Codrina sarebbe cresciuta, avrebbe svelato aspetti nuovi e un po' (giusto un pochino) meno angelici, e chissà, forse anche lei avrebbe incontrato qualcuno di speciale (con Keana gelosa fradicia, da brava sorella maggiore). Una vita normale, insomma.

Purtroppo non credo troppo nel “vissero felici e contenti”; e qui non siamo in un mondo normale. Siamo a Panem, dove una vita normale è un'utopia. La rivolta della Ghiandaia, che abbatterà il regime e cambierà le cose, deve attendere ancora trent'anni. E allora, per quanto mi abbia fatto male (chi scrive potrà capire...), non poteva che finire così. Qualsiasi altra conclusione mi sarebbe sembrata forzata, banale, da favola.
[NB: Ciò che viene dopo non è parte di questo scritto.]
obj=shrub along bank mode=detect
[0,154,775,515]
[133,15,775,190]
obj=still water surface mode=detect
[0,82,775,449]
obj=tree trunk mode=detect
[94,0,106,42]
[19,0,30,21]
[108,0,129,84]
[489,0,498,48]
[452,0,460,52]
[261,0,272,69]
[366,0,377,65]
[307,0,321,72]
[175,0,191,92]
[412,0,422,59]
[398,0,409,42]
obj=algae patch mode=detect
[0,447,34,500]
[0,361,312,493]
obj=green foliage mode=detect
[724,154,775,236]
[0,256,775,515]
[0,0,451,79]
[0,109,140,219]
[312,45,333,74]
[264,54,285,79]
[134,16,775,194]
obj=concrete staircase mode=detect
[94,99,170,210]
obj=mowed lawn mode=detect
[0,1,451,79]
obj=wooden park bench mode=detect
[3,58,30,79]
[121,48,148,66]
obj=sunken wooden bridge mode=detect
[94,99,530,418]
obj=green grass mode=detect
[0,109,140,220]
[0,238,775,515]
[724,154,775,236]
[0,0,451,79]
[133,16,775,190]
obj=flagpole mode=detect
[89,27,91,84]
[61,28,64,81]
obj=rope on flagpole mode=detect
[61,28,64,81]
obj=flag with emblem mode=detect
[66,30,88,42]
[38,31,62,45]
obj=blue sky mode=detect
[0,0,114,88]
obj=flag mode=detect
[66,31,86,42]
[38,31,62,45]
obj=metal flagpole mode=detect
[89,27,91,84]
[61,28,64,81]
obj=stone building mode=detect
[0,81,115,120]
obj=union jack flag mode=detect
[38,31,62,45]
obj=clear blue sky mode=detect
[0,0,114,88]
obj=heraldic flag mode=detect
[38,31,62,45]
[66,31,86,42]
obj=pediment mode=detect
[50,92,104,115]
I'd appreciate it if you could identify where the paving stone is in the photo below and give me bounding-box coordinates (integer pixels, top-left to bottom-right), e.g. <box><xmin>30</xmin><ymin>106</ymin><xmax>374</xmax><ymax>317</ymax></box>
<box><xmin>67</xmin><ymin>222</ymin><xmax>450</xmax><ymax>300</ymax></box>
Personalmente mi consolo pensando che almeno una di loro due è al sicuro, e non potrà dimenticare. E magari potrà dare il suo contributo al momento della rivoluzione, dopo che un'altra sorella avrà perso la propria....

Spero di aver concluso ammodino, e magari di ricominciare a fare danni da qualche altra parte. Un grazie enorme a Ser Balzo (che poveraccio ha fatto gli straordinari a recensire), ShinigamiGirl, mosca26, la ladra di libri, e a tutti quelli che hanno avuto la pazienza di leggere e seguire!!!